You can make a difference in people’s lives every day. When you join UCLA Health, you’ll be working at an institution that provides leading-edge care to the people of L.A. and throughout the world. We provide our team members with the environment and support to do amazing work, because each and every one of them plays a vital role in our commitment to care.
Venice Family Clinic is a leader in providing comprehensive, high-quality primary health care to people in need with compassion, dignity and respect. In November 2021, Venice Family Clinic merged with South Bay Family Health Care, uniting more than a century of experience helping patients regardless of their income, insurance or immigration status. The organization now has more than 500 staff who serve 45,000 people from the Santa Monica Mountains through the South Bay. We have 17 locations plus two mobile clinics and an expansive street medicine program for people experiencing homelessness. Read more about us at: venicefamilyclinic.org
Come join our Venice Family Clinic as a Patient Biller 3. Under the supervision of the Revenue Cycle Manager, this role will:
- Be responsible for Third party billing including local contracts/programs and grants.
- Manage a billing portfolio, respond to correspondence, and continuously work with the Front Desk, Coordinators, site managers and Medical staff to ensure completion of encounters.
- Ensure correct and timely reimbursement.
- Perform follow-up and collection of claims submitted.
- Complete and reconcile payments and make notations of any discrepancies.

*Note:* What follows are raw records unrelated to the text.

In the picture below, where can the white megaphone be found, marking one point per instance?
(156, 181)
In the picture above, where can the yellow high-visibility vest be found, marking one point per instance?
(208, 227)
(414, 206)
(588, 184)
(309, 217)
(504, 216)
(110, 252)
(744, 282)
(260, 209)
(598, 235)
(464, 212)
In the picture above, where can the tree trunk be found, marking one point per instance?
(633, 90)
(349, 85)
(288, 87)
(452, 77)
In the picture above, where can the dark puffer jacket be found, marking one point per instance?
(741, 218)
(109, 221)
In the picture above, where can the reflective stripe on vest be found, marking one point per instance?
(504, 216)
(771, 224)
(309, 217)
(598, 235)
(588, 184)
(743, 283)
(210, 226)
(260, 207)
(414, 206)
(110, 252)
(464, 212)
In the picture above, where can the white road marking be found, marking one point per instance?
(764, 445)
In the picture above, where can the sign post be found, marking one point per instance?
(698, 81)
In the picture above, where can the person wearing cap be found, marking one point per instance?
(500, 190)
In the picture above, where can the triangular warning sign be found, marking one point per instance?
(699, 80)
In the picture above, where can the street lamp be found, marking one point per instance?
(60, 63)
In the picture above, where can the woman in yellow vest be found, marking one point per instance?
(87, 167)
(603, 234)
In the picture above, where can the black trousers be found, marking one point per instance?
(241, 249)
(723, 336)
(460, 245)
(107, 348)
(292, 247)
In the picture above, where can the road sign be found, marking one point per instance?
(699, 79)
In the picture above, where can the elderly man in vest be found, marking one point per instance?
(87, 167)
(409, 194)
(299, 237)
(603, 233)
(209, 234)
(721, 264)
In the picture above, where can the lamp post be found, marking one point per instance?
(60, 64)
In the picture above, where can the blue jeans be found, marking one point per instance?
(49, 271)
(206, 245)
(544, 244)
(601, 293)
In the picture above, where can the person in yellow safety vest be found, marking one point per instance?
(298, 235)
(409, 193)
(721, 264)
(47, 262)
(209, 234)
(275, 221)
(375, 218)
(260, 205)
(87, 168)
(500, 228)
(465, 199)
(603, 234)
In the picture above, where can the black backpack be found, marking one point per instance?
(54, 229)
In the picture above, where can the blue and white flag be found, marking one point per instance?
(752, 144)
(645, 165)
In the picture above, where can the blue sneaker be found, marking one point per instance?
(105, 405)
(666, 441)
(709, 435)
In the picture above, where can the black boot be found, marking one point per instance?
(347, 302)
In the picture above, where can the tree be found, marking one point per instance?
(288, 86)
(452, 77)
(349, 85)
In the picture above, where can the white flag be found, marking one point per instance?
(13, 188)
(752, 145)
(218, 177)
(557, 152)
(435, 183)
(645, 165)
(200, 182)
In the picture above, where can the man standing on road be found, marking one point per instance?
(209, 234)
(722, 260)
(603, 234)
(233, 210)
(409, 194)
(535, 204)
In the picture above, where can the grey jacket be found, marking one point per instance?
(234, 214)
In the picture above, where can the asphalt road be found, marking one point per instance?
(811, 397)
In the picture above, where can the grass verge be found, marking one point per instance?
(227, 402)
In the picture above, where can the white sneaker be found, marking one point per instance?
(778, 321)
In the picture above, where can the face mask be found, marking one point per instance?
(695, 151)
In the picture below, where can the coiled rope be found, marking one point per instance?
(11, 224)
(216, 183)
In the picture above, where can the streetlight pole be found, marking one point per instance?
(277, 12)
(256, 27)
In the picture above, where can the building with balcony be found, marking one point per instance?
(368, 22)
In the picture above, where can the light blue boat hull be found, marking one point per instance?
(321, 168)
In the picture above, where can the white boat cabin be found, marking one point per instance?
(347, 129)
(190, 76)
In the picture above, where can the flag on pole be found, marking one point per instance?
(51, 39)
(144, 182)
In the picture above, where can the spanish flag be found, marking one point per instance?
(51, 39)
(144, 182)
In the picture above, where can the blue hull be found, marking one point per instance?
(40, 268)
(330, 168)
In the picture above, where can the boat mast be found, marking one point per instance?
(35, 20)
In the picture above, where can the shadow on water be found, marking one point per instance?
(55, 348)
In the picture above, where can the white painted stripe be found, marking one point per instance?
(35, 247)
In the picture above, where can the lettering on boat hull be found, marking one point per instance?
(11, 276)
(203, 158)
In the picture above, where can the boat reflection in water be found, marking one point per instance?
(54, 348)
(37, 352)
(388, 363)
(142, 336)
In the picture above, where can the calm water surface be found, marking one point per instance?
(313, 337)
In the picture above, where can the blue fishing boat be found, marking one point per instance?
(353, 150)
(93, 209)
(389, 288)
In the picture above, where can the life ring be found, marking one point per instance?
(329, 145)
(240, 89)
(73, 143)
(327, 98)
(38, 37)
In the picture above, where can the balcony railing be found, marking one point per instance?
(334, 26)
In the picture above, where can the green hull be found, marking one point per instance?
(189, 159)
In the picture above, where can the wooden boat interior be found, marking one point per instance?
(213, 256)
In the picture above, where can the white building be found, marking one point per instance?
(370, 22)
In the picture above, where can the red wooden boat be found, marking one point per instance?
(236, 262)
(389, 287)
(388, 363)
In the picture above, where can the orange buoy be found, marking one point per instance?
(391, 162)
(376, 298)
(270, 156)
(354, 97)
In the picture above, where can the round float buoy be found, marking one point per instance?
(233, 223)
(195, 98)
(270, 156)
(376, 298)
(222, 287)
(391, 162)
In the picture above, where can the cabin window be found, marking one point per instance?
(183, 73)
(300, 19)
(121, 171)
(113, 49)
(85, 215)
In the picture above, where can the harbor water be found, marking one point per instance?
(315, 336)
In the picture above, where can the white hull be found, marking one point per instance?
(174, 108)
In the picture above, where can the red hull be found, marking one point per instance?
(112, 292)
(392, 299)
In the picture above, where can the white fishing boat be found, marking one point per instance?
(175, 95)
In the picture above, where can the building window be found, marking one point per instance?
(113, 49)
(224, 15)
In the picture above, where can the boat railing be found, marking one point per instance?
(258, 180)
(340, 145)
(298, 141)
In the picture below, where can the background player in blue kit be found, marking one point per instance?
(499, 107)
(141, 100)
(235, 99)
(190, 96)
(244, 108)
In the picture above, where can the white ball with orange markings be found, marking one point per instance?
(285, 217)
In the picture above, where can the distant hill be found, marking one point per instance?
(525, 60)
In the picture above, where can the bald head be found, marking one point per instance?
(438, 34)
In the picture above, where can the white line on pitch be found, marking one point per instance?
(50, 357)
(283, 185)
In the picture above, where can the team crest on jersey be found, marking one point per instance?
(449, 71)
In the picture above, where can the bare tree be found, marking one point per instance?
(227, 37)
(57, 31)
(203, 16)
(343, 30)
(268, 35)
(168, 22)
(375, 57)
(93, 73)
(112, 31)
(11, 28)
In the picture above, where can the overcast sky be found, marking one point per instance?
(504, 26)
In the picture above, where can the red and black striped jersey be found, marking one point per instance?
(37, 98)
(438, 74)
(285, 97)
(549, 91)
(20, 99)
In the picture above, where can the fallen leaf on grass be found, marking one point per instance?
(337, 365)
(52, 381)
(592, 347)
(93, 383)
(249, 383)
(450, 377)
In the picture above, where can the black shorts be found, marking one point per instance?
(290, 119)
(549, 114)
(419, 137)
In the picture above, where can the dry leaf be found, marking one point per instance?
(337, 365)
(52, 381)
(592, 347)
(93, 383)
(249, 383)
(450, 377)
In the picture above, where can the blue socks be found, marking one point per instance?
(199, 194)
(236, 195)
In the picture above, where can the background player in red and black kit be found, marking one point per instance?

- Assist in ensuring the logs such as payment/collections/progress are completed.
- Utilize and develop audit tools to ensure the integrity of system data.
- Follow the Billing Policies and Procedures, and perform all other duties as assigned by management.
Diversity, Equity, and Inclusion are core values of the Venice Family Clinic. We believe the professional and clinical environments are enhanced when diverse groups of people with diverse ideas come together.
Salary range: $27.66 – $36.47 Hourly
Required:
- Knowledge of State and Federal programs to ensure reimbursement from the State & Local contracts/programs and grants.
- Knowledge of HIPAA guidelines, and knowledge of health plan benefits to understand medical terminology and provider reimbursement methodologies.
- Detail knowledge and understanding of the ICD-10 CM coding, and CPT coding classification.
- Working knowledge in the insurance verification process to determine benefit eligibility and interpretation of coverage.
- Experience and accuracy with 10 key.
- Strong analytical skills and ability to analyze problems, formulate plans, solutions and a course of action.
- Ability to scrutinize insurance data independently and evaluate information for clarity, accuracy and completeness.
- Ability to work as part of a team, establish and maintain professional relationships with physicians, staff and co-workers.
- Ability to set own priorities, work independently, plan, initiates, organize, and prioritizes assignments.
- Ability to establish and maintain an organized filing system.
Preferred: Computer literate with emphasis in applications such as Microsoft Word, Excel, Outlook (calendaring) and Managed Care software.